Porém, é nesse momento que o interlocutor precisa estabelecer uma relação de sinceridade, verdade e ética com o ouvinte para relatar o que realmente consta no texto. Conforme a intenção do “leitor”, que tem o domínio dos códigos formais, poderá utilizar desse “poder” para direcionar a compreensão daquele que escuta através da má informação ou sonegação desta, formando a opinião pública baseada em elementos não verdadeiros.

Com o mesmo propósito podem se manifestar os “meios de comunicação” em relação aos seus interlocutores. Por serem os agentes responsáveis pela socialização das informações ou a sua omissão, graças ao seu poder de disseminação dessas, uma parcela da sociedade fica dependente do que eles noticiam, podendo, nesse caminho, ocorrer o que chamamos neste trabalho de opressão midiática. Por outro lado, pode colaborar para discussões diversas, desde que a concretude dos fatos seja respeitada.

Segundo Foucault:

Uma sujeição real nasce mecanicamente de uma relação fictícia. De modo que não e necessário recorrer à força para obrigar o condenado ao bom comportamento, o louco à calma, o operário ao trabalho, o escolar à aplicação, o doente à observância das receitas. (FOUCAULT, 2004, p. 166).

Ou seja, a submissão concreta, principalmente no contexto exposto entre marido e mulher, nasce de uma relação entre desiguais, no campo simbólico.
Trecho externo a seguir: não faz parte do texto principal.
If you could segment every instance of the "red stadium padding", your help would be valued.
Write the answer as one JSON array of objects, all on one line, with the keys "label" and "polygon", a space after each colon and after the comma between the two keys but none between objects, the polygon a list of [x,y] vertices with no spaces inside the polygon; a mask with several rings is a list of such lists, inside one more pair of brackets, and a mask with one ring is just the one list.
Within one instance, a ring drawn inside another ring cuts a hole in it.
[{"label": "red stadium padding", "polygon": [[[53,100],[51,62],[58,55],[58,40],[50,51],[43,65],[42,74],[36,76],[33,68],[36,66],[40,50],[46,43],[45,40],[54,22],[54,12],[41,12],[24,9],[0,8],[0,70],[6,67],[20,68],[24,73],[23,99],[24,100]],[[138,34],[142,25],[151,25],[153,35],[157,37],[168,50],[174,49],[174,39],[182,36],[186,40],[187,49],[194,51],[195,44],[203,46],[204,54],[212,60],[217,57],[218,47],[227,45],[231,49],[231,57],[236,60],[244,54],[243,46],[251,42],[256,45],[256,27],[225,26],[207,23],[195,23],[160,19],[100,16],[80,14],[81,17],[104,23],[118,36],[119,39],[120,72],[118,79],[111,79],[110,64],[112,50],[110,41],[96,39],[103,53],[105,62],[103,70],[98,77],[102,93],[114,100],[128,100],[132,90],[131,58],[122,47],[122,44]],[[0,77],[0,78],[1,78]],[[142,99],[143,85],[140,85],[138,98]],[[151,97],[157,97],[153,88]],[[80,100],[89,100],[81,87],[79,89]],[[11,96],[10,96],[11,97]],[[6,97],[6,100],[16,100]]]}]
Alimentado pelo uso da linguagem como argumentação, cujo elemento central é a persuasão subliminar ou explícita.

Percebe-se que para elaborar sua estratégia de convencimento o esposo tinha conhecimento anterior de elementos centrais no campo psicológico de sua companheira, como por exemplo, o pavor do sapo. O medo neste caso funcionou como componente nuclear da sua composição argumentativa, baseada na linguagem, para persuadi-la e alcançar seus objetivos.

Nessa trama, ele lança mão de um estratagema com forte apelo persuasivo, o relato de uma experiência real e vivida por alguém próximo de sua convivência (“minha mãe tomava e [...] era doente porque tomava esses comprimidos [...]”). Tais recursos da linguagem podem funcionar como elemento de reforço no convencimento e adiante atingir seu (s) objetivo (s).

Por outro lado, a dependência fictícia da educanda perante o marido tem como causa vários motivos. Entre eles, o vínculo financeiro, já que no universo de ambos ela não tinha renda própria e a constituição familiar que estava inserida era a tradicional. O esposo, responsável “pelo sustento da casa”, e a mulher, a quem cabe a manutenção do lar, o cuidado com os filhos e o marido.

Os costumes impressos e expressos nos sujeitos influenciados pelo seu universo cultural imprimem neles que a procriação cabe à mulher, e ao homem a necessidade de perpetuar seus genes como prova de masculinidade e fertilidade. Somando-se a tudo isso, tem-se a formação religiosa como balizador e regulador das relações sociais, que, de certa forma, ditam as regras que devem ser seguidas e obedecidas cegamente, sem mais reflexão.

Outra característica encontrada na fala da educanda é o recurso de linguagem utilizado quando se referia ao ato sexual, substituindo-o por algumas palavras como querer, fazer e ter, por exemplo. O uso dava-se especialmente pelo pudor em falar sobre “aquele” assunto. A sexualidade e o sexo ainda são tabus bastante arraigados na mente de muitas pessoas, ainda mais em se tratando de uma senhora com mais de 50 anos de idade, considerando também a sua origem social. Como se sabe, esses assuntos são quase proibidos ou se fala apenas na intimidade, e para poucas pessoas.